New American Plate Challenge

Spinach Saag with Golden Tofu

Weekly Recipe
Serves 4

Tofu is low in calories and packed with protein and other important nutrients. Soyfoods also contain phytochemicals called isoflavones. This vegan dish features sautéed tofu and spinach mixed with a medley of Indian spices. If you’re wary of soy, the latest research indicates that moderate soy consumption shows no risk for cancer and may even offer a protective effect.


  • 12-14 Ounces
    firm tofu
  • 5 Ounces
    baby spinach
  • 3 Tablespoons
    canola oil, divided
  • 1 1/4 Cup
    finely chopped onion
  • 1 Tablespoon
    chopped garlic
  • 1 1/2 Teaspoon
    grated ginger, or 1 Tbsp finely chopped
  • 1
    green or red chili pepper, chopped (seeds optional)
  • 1 Tablespoon
    ground cumin
  • 1 Teaspoon
    ground coriander
  • 1 Teaspoon
    garam masala
  • 1/2 Teaspoon
    ground turmeric
  • 2
    vine tomatoes, seeded and chopped


  1. Drain tofu and halve block horizontally into 2 slabs. Line baking sheet with 3 layers of paper towels. Place tofu slabs on baking sheet, touching side by side. Cover tofu with 2 layers of paper towels. Set another baking sheet on top of tofu. Place 4 large cans on top of baking sheet. (Canned tomatoes or beans work well.) Or use 2 large cans and then place empty cast iron skillet on top of them. Press for 20 minutes.

  2. While tofu presses, rinse spinach and drain in colander. Pat spinach with paper towels or whirl in salad spinner, in batches, if necessary, until almost dry. Set spinach aside.

  3. Cut pressed tofu into 3/4-inch cubes. Place tofu in bowl, add 1 tablespoon oil and gently toss to coat tofu.

  4. Heat 1 tablespoon oil in medium skillet over medium-high heat. Arrange tofu in 1 layer and cook until golden on bottom, 3-4 minutes. Turn and cook cubes until golden to brown on 2 more sides, about 6 minutes in all, then transfer to plate and set aside. Wipe out pan, and return to heat.

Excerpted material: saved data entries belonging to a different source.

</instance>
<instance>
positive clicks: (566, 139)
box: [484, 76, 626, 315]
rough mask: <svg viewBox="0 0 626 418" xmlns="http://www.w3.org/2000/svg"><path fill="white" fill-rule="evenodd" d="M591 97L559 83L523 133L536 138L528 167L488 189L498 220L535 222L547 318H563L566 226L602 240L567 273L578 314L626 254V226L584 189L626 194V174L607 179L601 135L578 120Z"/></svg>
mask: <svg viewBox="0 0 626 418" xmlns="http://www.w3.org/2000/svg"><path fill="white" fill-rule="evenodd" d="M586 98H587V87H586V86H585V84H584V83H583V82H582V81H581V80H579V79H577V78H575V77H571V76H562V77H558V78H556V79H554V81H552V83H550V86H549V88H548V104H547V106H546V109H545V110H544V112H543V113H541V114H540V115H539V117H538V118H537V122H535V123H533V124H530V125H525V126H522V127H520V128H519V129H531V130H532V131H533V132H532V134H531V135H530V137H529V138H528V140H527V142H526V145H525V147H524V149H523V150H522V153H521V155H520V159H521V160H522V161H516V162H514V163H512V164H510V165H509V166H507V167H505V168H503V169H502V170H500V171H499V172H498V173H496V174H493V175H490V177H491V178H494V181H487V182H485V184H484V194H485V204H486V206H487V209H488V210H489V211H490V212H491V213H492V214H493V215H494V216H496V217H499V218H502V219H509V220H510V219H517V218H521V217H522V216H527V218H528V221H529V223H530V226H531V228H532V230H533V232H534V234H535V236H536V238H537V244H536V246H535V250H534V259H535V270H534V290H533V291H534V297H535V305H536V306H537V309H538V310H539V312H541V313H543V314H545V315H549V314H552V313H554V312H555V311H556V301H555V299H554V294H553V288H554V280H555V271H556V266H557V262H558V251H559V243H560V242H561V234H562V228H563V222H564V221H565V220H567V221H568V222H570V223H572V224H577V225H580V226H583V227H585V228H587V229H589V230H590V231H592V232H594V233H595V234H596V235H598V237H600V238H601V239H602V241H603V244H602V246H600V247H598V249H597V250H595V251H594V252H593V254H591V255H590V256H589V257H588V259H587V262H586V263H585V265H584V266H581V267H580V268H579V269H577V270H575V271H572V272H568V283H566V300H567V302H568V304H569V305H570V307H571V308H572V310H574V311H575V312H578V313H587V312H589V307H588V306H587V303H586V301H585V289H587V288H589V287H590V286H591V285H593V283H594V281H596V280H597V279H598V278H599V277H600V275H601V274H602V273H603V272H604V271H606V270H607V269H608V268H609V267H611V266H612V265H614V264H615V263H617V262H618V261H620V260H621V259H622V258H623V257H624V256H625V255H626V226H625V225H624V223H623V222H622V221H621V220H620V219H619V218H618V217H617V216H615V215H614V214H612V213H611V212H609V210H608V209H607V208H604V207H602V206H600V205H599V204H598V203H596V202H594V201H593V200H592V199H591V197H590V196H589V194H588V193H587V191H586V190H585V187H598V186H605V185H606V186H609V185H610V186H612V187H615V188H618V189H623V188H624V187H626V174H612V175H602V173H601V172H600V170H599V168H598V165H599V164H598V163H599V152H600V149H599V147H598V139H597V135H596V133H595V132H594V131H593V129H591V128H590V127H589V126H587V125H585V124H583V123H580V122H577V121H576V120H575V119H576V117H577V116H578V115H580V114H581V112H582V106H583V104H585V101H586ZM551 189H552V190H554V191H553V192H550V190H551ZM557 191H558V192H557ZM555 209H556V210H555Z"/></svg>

  5. Heat remaining 1 tablespoon oil over medium-high heat. Add onions and cook until they start to color, 5 minutes, stirring often. Add garlic, ginger and chile pepper and stir for 1 minute. Add cumin, coriander, garam masala and turmeric, stirring until spices coat onions and are fragrant, 30 seconds. Mix in tomatoes and cook, stirring occasionally, until mixture is moist and lumpy, 4 minutes. Add half the spinach, mixing until it collapses, 3 minutes. Add remaining spinach and stir until it collapses, 2 minutes. Add tofu and cook, stirring often, until spinach is very moist, 4 minutes. Continue cooking, stirring occasionally, until spinach is tender, about 3 minutes. Season to taste with salt and freshly ground pepper

Nutrition: Per serving: 221 calories, 14g total fat (1g saturated fat), 16g carbohydrate, 11g protein, 4g dietary fiber, 101mg sodium.